The complainants were of the sect known as Jehovah's Witnesses and contend that they were exercising a right guaranteed by the State and Federal Constitutions. Ordinance number 147 which is charged to have been violated is lengthy but as pertinent to this case, requires that before any person shall solicit, canvass, sell, or advertise by magazine, pamphlet, tag, button, stamp, or flower for religious, patriotic, charitable, civic, or political purpose, he shall upon written application obtain a special permit from the City *Page 101 Clerk subject to the approval of the Chief of Police or some duly authorized member of the police department and pay the required fee therefor.
The chancellor granted the motion to dismiss the bill of complaint and the complainants appealed. They contend that Ordinance Number 147 is violative of the Fourteenth Amendment to the Federal Constitution and Section 5, Declaration of Rights, Constitution of Florida.
In State on relation of E. Freel Singleton v. Woodruff; Chief of Police of the City of Tampa, decided by this Court June 1, 1943, we held invalid as to complainants an ordinance of the City of Tampa imposing a license fee of fifty dollars per annum which had for its object the same purpose as the one in question. In that case, no question of public safety or convenience was involved, while in the case at bar, it is contended that the methods employed by appellants are causing fights and traffic congestion and otherwise endangering the safety and convenience of the public in the use of the streets.
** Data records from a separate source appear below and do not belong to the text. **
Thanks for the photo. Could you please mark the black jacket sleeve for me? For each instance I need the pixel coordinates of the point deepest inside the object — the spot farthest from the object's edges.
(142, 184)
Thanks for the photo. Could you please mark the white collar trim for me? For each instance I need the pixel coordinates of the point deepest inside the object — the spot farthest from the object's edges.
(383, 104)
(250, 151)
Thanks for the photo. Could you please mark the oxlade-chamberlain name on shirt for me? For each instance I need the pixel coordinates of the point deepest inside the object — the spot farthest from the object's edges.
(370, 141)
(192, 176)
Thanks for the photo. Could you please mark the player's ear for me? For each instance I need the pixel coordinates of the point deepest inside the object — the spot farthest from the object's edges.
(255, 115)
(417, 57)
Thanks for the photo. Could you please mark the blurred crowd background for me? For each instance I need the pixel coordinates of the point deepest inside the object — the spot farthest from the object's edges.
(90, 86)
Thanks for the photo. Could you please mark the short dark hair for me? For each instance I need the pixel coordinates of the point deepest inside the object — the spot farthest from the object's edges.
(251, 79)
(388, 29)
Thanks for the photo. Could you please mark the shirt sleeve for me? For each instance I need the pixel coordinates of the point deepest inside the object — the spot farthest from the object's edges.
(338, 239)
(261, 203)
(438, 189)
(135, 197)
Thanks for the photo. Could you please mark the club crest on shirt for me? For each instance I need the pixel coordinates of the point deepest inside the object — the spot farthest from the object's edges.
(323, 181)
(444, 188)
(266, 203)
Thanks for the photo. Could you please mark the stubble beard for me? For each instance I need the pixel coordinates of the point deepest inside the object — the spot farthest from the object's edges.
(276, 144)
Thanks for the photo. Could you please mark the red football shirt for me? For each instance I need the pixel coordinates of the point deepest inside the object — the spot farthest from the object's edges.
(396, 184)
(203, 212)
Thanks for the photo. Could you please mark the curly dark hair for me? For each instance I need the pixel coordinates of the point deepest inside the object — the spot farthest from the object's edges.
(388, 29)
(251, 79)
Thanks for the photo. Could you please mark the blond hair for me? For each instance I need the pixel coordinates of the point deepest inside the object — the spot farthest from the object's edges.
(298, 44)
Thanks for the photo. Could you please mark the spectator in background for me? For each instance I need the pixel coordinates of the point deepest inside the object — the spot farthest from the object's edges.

In our view, the ordinance assaulted is fatally defective because it vests in the arbitrary discretion of the Chief of Police or some other member of the police department, the power to grant or refuse a permit to complainants for the use of the streets of the City in the exercise of a right guaranteed to them. Hague v. Committee for Industrial Organization,307 U.S. 496, 59 Sup. Ct. 954, 83 L.Ed. 1423; Schneider v. State of New Jersey, 308 U.S. 147, 60 Sup. Ct. 146, 84 L.Ed. 155; Cantwell v. Connecticut, 310 U.S. 296, 60 Sup. Ct. 900, 84 L.Ed. 1213; Largent v. State of Texas, 318 U.S. 418, Sup. Ct. 87 L.Ed. 627.
In so holding, we do not mean to imply that the city is without a remedy. Freedom to exercise civil liberties was never intended as a license to any one to take the law in his hand and defy public authority. Among civilized people there must be responsibility somewhere for ordered society and we think the city still has jurisdiction over its streets and public ways and may impose reasonable limitations on the use of them for religious or other purposes when public health, morals, safety, or convenience are invaded.
It is asserted that the methods of appellants cause fights *Page 102 and traffic congestion. Such evils may be corrected by an ordinance limiting the use of the streets to reasonable hours of the day or week, to certain days of the week, or a permit may be required on application under reasonable regulation and that may prescribe the time and condition under which the street may be used. The permit however should not be subject to arbitrary will but should be granted on reasonable showing and should apply to all alike. State ex rel. Singleton v. Woodruff, decided the first day of June, 1943, and Cox v. New Hampshire,312 U.S. 569, 61 Sup. Ct. 762, 85 L.Ed. 1049.
It is shown that peculiar and unusual conditions exist at Fort Myers that require more than the ordinary method of regulation to preserve the public safety and convenience. So long as such regulations apply to all alike, are devised with the interest of all those affected in view, and are consonant with reason, all social, political, religious, and other organizations may be required to conform to them. When ordered society breaks down, anarchy takes its place and when there is anarchy, freedom of religion and the other freedoms guaranteed by the Constitution vanish. It is utter folly to contend that any sect, bloc, or caste may employ the streets and highways to dispense its creed at the expense of public safety.
Reversed.
BUFORD, C. J., CHAPMAN and ADAMS, JJ., concur.